La serie “Gangs of Milano“, disponibile su Sky e NOW dal 21 marzo, si inserisce nel panorama delle produzioni italiane che cercano di raccontare storie di criminalità e vita urbana. Nonostante le buone premesse, la serie sembra non riuscire a cogliere appieno l’essenza delle sue tematiche, risultando in un prodotto che, purtroppo, si rivela deludente. In questo articolo, esploreremo la trama, i personaggi e le problematiche riscontrate nella serie, cercando di capire perché questa produzione rappresenti un’occasione mancata.
La trama di Gangs of Milano
“Gangs of Milano” si sviluppa attraverso otto episodi, in cui ritroviamo alcuni personaggi già noti ai fan di “Blocco 181“. La storia si concentra su Bea, che guida la banda della Misa, impegnata nel traffico di droga nei locali notturni di Milano. Mahdi, che ha preso il controllo del Blocco dopo aver ereditato il racket degli appartamenti dallo zio, e Ludovico, tormentato dai fantasmi del passato e coinvolto in un piano di vendetta, si uniscono a Bea in una narrazione che si intreccia con le nuove dinamiche del blocco.
La serie introduce anche il gruppo multietnico della Kasba, guidato da Zak e Nael, due giovani di origine araba che cercano di affermarsi sia nel blocco che nella scena musicale trap. Tuttavia, le loro aspirazioni si scontrano con la microcriminalità e le tensioni con i residenti, creando un contesto complesso e conflittuale. Nonostante le premesse intriganti, la trama si sviluppa in modo confuso e poco incisivo, lasciando lo spettatore con una sensazione di insoddisfazione.
Un’esperienza visiva deludente
La visione di “Gangs of Milano” si conclude con un sospiro di sollievo, non per la risoluzione di una trama avvincente, ma per la liberazione da un’esperienza frustrante.
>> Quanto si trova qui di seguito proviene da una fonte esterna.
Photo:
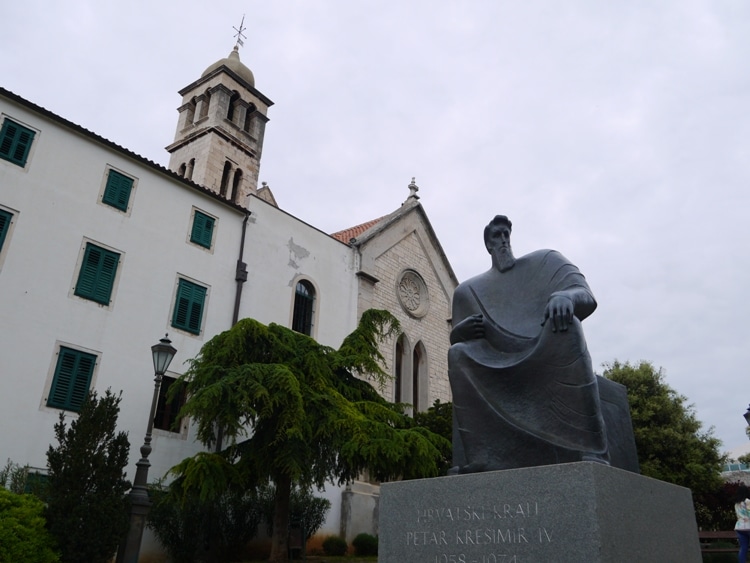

La regia, caratterizzata da uno stile schizofrenico, cerca di dare un’identità visiva ai tre protagonisti, ma il risultato è un amalgama disordinato di scelte estetiche che sembrano più un tentativo di shock visivo che una narrazione coerente.
Le puntate, che durano tra i 48 e i 65 minuti, si trascinano con scene eccessivamente lunghe e un uso ripetitivo di montaggi che richiamano documentari naturalistici, creando un effetto di confusione. La serie sembra voler emulare il successo di “Gomorra“, ma senza la profondità e la complessità narrativa che hanno reso quella produzione un cult. La superficialità con cui vengono affrontati temi delicati e attuali, come la criminalità e le tensioni sociali, risulta evidente, rendendo la narrazione poco credibile e priva di spessore.
Tematiche attuali e opportunità mancate
Nonostante il titolo faccia riferimento a Milano, gran parte delle riprese è avvenuta a Torino, scelta che evidenzia un approccio pragmatico alla produzione, ma che toglie autenticità al racconto. La serie affronta questioni sociali rilevanti, come le tensioni etniche e le problematiche legate alla vita nei quartieri difficili, ma lo fa con una superficialità che ricorda i testi più banali della musica trap.
La mancanza di un approfondimento critico su temi così complessi rappresenta una grande occasione persa. La narrazione avrebbe potuto esplorare le dinamiche sociali e culturali che caratterizzano le aree problematiche di Milano, ma si limita a una rappresentazione estetica e poco incisiva. In un contesto in cui la cronaca offre spunti significativi, “Gangs of Milano” non riesce a tradurre queste realtà in una narrazione avvincente e significativa.
Un giudizio finale
“Gangs of Milano” si presenta come un prodotto che, pur cercando di inserirsi in un filone di successo, non riesce a soddisfare le aspettative. La trama confusa, la regia disordinata e la superficialità nella trattazione di temi complessi rendono questa serie un’opera che delude. Con un potenziale narrativo così ricco, la produzione si perde in scelte stilistiche poco efficaci, lasciando lo spettatore con un senso di insoddisfazione e una riflessione su ciò che avrebbe potuto essere.